Seit ein paar Wochen fahre ich anders in die Arbeit bzw. von der Arbeit nach Hause. Seit dem ersten Warnstreiktag Anfang Februar habe ich entdeckt, dass ich mit Umsteigen in Pasing auf die/von der S20 genauso schnell, aber auch viel bequemer bin. Und seit etwa zwei Wochen fahre ich ab Mittersendling mit der S 7034 (Deisenhofen – Grafrath via S20) durch bis Fürstenfeldbruck, dort habe ich Anschluß an meinen Regionalbus. Einfach ein super bequemer Weg.

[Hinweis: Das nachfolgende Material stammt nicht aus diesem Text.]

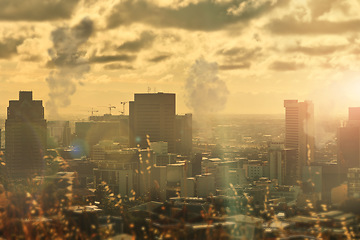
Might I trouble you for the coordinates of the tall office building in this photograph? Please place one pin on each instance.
(349, 141)
(299, 135)
(152, 119)
(183, 134)
(25, 136)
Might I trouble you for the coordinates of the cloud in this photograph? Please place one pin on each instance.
(68, 62)
(317, 51)
(240, 53)
(205, 15)
(36, 10)
(289, 25)
(320, 7)
(8, 47)
(112, 58)
(145, 40)
(235, 66)
(31, 50)
(160, 58)
(117, 66)
(286, 66)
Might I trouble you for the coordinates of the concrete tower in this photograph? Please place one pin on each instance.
(25, 136)
(299, 135)
(152, 118)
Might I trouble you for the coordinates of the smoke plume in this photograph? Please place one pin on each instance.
(205, 92)
(68, 62)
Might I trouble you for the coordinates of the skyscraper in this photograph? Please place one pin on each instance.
(152, 118)
(349, 141)
(25, 136)
(299, 134)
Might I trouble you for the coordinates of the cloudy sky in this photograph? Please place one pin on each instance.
(233, 56)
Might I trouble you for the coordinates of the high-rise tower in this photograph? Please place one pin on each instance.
(299, 134)
(349, 140)
(152, 118)
(25, 136)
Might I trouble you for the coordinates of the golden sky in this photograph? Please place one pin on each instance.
(233, 56)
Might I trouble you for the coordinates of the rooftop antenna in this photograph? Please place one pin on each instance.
(123, 103)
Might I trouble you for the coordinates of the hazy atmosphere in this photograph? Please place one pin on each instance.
(244, 57)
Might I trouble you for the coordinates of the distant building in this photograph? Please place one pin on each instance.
(59, 133)
(299, 133)
(354, 183)
(349, 141)
(152, 118)
(25, 139)
(277, 163)
(183, 134)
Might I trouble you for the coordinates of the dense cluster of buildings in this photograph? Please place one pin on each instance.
(149, 155)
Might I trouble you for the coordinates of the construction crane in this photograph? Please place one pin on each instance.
(92, 111)
(123, 111)
(110, 107)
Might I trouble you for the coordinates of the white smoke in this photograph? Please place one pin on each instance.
(205, 91)
(68, 62)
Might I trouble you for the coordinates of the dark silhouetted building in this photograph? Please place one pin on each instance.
(299, 134)
(107, 127)
(25, 136)
(59, 133)
(152, 119)
(349, 141)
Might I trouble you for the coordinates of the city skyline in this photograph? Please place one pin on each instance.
(254, 53)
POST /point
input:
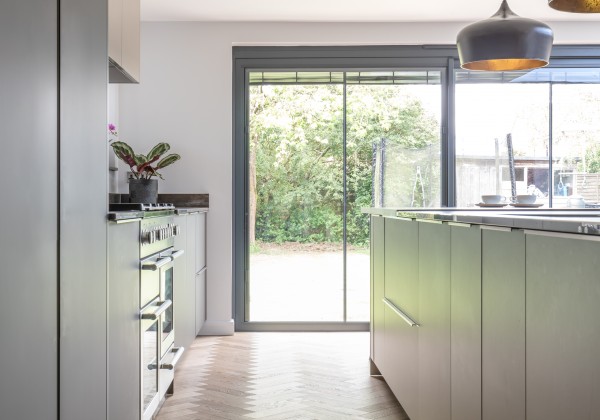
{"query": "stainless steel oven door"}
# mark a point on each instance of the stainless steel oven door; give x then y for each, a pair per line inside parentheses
(167, 274)
(149, 344)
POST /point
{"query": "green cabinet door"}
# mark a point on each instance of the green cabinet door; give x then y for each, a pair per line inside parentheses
(434, 321)
(563, 327)
(503, 324)
(401, 264)
(377, 284)
(465, 321)
(123, 381)
(399, 364)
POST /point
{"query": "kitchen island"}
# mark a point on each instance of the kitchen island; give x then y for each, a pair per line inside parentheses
(487, 313)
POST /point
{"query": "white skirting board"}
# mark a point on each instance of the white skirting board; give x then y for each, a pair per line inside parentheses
(217, 327)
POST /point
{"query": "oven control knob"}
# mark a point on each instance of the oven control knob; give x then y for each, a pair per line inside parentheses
(590, 229)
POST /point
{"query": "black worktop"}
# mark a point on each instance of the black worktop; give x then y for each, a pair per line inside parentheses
(554, 220)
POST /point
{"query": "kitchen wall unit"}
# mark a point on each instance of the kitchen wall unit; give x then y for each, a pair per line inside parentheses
(124, 41)
(485, 322)
(123, 320)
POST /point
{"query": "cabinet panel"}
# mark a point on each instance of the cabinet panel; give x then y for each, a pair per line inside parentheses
(123, 321)
(184, 287)
(434, 321)
(563, 332)
(200, 296)
(503, 325)
(401, 268)
(400, 361)
(377, 284)
(201, 242)
(465, 322)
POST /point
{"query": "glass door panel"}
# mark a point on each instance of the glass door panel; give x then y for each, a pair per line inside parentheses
(323, 145)
(392, 159)
(295, 203)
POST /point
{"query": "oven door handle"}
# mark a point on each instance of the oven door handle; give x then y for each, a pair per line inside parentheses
(170, 366)
(176, 254)
(155, 265)
(158, 311)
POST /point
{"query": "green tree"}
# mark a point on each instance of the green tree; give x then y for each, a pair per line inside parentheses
(296, 149)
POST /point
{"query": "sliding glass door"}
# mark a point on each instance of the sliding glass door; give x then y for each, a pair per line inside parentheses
(321, 146)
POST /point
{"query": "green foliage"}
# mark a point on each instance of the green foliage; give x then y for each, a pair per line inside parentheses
(592, 160)
(141, 165)
(296, 134)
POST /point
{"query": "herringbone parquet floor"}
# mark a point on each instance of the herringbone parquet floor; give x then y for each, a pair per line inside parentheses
(279, 376)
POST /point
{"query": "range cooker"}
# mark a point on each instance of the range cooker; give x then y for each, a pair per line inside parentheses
(157, 281)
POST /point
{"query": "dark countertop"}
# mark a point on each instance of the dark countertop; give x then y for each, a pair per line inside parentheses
(553, 220)
(190, 210)
(116, 216)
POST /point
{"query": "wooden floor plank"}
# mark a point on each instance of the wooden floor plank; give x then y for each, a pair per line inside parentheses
(279, 376)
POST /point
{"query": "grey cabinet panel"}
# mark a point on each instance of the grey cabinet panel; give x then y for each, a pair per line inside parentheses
(200, 300)
(400, 364)
(201, 242)
(401, 268)
(28, 277)
(377, 286)
(184, 300)
(83, 203)
(503, 325)
(123, 321)
(465, 322)
(563, 331)
(434, 321)
(130, 44)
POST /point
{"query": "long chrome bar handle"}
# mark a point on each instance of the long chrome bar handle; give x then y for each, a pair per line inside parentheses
(170, 366)
(158, 311)
(402, 315)
(155, 265)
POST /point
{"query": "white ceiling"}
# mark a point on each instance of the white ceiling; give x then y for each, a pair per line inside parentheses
(347, 10)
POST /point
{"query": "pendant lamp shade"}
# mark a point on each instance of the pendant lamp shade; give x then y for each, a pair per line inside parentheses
(505, 42)
(576, 6)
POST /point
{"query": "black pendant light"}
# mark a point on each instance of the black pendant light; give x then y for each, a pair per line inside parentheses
(505, 42)
(576, 6)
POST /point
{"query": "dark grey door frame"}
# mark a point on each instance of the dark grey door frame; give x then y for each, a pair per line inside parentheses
(246, 59)
(346, 58)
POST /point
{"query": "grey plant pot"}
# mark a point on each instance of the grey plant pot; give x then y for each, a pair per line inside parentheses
(143, 190)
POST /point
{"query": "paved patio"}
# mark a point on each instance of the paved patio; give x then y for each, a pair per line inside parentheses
(307, 285)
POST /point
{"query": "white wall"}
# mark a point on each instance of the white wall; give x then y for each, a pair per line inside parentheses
(185, 98)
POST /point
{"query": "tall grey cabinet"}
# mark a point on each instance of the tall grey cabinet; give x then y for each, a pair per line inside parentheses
(563, 328)
(123, 320)
(29, 223)
(190, 286)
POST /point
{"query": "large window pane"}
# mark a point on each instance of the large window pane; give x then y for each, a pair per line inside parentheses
(491, 113)
(576, 142)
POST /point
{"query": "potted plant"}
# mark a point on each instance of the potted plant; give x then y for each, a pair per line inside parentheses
(143, 188)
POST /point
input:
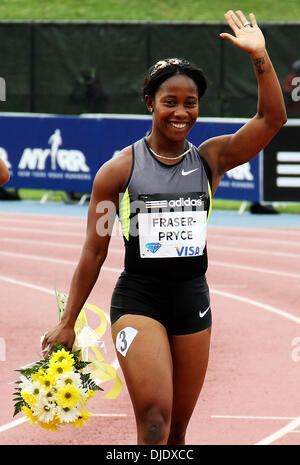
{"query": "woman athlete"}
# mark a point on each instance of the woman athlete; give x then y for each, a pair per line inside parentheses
(160, 310)
(4, 173)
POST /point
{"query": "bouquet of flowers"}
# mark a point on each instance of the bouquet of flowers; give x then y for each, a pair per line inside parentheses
(54, 391)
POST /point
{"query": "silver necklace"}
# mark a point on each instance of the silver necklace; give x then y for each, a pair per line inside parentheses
(171, 158)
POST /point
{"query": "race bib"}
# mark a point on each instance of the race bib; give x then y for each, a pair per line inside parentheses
(172, 225)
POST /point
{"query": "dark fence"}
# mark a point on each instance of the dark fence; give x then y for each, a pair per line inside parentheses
(98, 67)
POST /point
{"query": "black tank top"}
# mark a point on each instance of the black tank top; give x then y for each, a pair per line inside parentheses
(164, 213)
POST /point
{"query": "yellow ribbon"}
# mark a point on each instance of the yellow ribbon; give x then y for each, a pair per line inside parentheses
(86, 340)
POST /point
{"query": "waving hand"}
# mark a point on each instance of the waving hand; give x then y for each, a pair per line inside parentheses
(247, 35)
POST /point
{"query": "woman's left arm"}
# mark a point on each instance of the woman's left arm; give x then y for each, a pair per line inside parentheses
(225, 152)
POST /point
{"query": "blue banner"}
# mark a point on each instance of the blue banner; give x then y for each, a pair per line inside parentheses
(65, 153)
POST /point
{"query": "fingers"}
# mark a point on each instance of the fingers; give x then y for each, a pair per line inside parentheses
(239, 21)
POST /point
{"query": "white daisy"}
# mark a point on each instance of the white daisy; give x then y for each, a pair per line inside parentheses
(68, 415)
(44, 410)
(69, 378)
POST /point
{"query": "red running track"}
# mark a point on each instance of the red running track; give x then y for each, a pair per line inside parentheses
(251, 392)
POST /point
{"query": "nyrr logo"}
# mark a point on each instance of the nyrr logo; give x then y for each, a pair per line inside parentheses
(4, 157)
(68, 160)
(2, 90)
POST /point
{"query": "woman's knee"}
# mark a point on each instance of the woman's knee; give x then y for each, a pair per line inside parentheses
(177, 433)
(154, 426)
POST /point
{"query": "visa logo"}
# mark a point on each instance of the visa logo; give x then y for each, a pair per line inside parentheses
(186, 251)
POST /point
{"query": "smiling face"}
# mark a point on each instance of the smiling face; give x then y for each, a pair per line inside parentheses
(175, 108)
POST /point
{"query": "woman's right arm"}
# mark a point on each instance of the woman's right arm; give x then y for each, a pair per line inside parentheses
(4, 173)
(109, 182)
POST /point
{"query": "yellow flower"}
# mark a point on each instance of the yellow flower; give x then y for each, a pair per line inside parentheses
(38, 376)
(60, 368)
(29, 398)
(51, 426)
(61, 355)
(91, 393)
(82, 419)
(28, 414)
(48, 380)
(68, 396)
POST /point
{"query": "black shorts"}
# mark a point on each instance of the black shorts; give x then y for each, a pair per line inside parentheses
(183, 307)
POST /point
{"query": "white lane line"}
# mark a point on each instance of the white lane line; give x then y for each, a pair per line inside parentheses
(109, 415)
(43, 231)
(266, 307)
(114, 250)
(52, 260)
(36, 288)
(117, 270)
(255, 269)
(253, 239)
(252, 251)
(64, 245)
(251, 417)
(279, 433)
(47, 223)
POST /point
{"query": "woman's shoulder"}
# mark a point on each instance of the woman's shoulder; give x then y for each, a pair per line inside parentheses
(116, 170)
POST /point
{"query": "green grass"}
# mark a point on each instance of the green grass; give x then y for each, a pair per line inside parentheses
(146, 10)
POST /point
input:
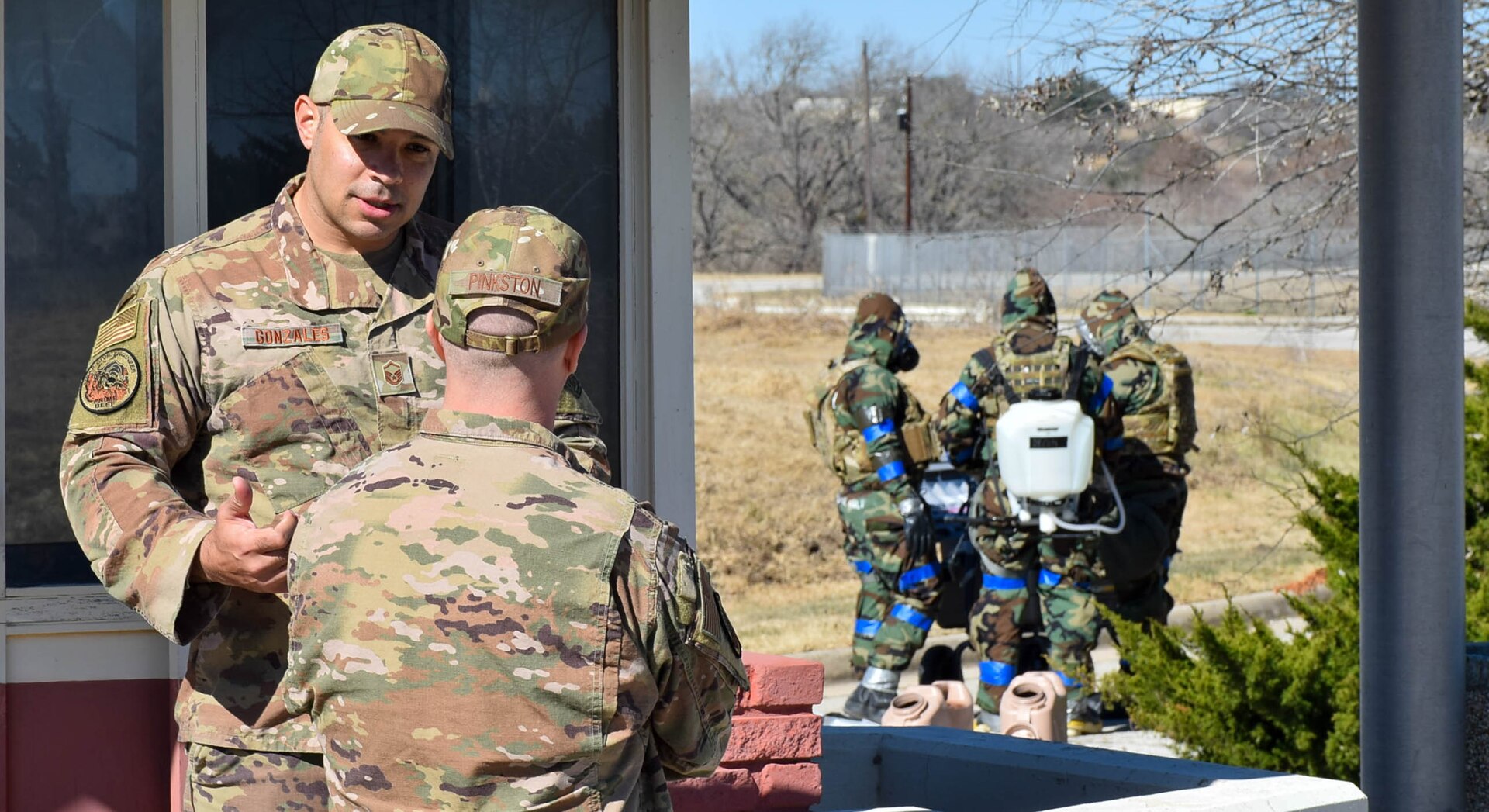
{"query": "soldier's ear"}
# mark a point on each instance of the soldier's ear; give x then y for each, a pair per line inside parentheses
(307, 119)
(572, 347)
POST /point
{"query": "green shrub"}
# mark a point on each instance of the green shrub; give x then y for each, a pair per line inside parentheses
(1239, 695)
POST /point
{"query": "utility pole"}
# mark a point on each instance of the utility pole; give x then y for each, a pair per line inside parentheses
(910, 161)
(869, 148)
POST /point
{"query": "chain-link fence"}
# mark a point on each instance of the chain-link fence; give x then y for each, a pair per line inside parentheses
(1314, 275)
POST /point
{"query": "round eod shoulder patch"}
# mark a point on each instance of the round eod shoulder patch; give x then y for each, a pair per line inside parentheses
(111, 382)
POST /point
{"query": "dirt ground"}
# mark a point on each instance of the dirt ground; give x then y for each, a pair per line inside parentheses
(769, 529)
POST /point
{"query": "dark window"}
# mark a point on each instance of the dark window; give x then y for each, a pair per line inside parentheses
(537, 123)
(84, 203)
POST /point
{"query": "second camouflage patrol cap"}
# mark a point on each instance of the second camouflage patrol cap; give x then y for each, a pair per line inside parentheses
(386, 76)
(521, 258)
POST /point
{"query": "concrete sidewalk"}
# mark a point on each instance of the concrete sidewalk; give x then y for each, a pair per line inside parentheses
(1263, 605)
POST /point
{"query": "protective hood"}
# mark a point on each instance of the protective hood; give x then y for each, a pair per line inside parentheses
(1110, 323)
(882, 331)
(1028, 302)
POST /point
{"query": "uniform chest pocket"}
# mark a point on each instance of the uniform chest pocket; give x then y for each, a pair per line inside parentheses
(289, 428)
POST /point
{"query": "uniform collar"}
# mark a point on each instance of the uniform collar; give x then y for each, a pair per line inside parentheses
(319, 283)
(448, 423)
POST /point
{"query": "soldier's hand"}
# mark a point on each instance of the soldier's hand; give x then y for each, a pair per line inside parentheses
(239, 553)
(919, 532)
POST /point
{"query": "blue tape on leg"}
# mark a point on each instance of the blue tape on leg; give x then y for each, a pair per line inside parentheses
(910, 616)
(919, 575)
(1001, 583)
(1099, 399)
(995, 674)
(879, 430)
(891, 472)
(966, 396)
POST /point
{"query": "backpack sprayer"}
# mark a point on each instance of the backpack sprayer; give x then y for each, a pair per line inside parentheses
(1044, 458)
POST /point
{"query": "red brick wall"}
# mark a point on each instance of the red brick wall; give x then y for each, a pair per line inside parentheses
(776, 735)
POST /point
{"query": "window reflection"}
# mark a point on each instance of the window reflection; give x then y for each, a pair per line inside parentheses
(537, 121)
(84, 206)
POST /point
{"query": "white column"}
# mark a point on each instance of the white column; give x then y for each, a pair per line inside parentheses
(657, 258)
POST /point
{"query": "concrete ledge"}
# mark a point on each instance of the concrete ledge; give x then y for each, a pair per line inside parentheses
(864, 768)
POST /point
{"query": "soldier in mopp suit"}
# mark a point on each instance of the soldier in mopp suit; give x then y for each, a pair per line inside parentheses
(480, 624)
(1154, 388)
(875, 435)
(240, 377)
(1029, 361)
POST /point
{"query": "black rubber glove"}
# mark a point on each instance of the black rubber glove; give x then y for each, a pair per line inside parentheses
(919, 532)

Nun hat es die S-Bahn in München aber an sich, täglich mit Verspätungen zu fahren, mal mehr, mal weniger. In Mittersendling fährt 4 Minuten vor der S 7034 die S7. Normalerweise haben beide S-Bahnen Verspätung, womit die S7 eigentlich immer vor der S 7034 fährt. Zweimal hab ich es allerdings schon erlebt, dass die Reihenfolge umgekehrt war. Und das hat Folgen.
Während beim ersten Mal der Lokführer noch in Mittersendling stehend durchgesagt hat, dass dieser Zug die S20 über Pasing nach Grafrath ist, haben viele erstmal auf den Netzplan geschaut und Grafrath gesucht. Vor allem, von Mittersendling ausgehend, haben sie entsprechend lange gesucht. Denn im Display steht keine Liniennummer, sondern nur ein S. Und die Durchsage wurde anscheinend ignoriert. Panik macht sich breit, ist man denn wirklich in der richtigen S-Bahn? Man könnte ja die anderen Fahrgäste fragen. Fragen? In München? Niemals! Man kommt ja alleine klar.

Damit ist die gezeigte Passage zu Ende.